The Forgotten Lucky Joe Hachem Hand
January 7, 2009 by Kris Jones
Filed under Sports
I’m watching the Joe Hachem narroration of the 2005 final table on ESPN right now. I always like the narroratives as it gives you a great look into what the player was thinking in each hand. I think Hachem is a strong player, but he really makes himself look bad talking about one hand. I had forgotten about it until I watched it today. In the hand in question, Hachem calls the blind with Qd7d. He says that he had made his mind up at this point that if Aaron Kantner makes a move on him, he’s pushing. Kanter does in fact raise and Hachem moves all-in which Kanter calls with pocket 9s.
Hachem had this description: “When he calls and I see pocket 9s I feel sick because I think it’s not a good call in my opinion. I played like I had something… unless he had a great read on me.”

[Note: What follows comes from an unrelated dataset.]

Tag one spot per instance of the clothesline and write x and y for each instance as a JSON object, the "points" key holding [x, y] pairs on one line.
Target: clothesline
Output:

Ok first of all, Hachem wasn’t that short stacked at the time. Like Dannenmann said, he had enough chips left to wait. So why get crazy at the WSOP final table and act blindly? Second of all, this is Aaron Kantner. I give him credit for advancing deep into the tournament but from what I’ve seen on tv, he looked like he was riding one hell of a hot streak. He out-drew and out-rivered a ton of people to make it as long as he did. That’s an tell-tell sign you’re not playing good poker if you’re constantly behind. So if you think the happy go lucky Aaron Kantner is going to lay down pocket 9s 4 handed, you’re delusional. Third, pocket 9s is a strong hand in this situtation. Sixth best hand in poker with four players in the game. Kantner did exactly what he should have done. He raised and then he protected his investment by calling Hachem’s all-in. Hachem had nothing and was lucky to catch the Q (as he admitted).
I really don’t like when poker players start slanting everything. Hachem is very good, but here he just made a very poor play and got lucky. You need a ton of luck to win the mammoth of all tourneys so I’m not begrudging him for bad beating someone. I’m just saying don’t try to put the onus on someone else because you made a horrible play. Hachem is complaining that Kantner called him when he should be mad at himself for risking a WSOP championship on Q7 suited.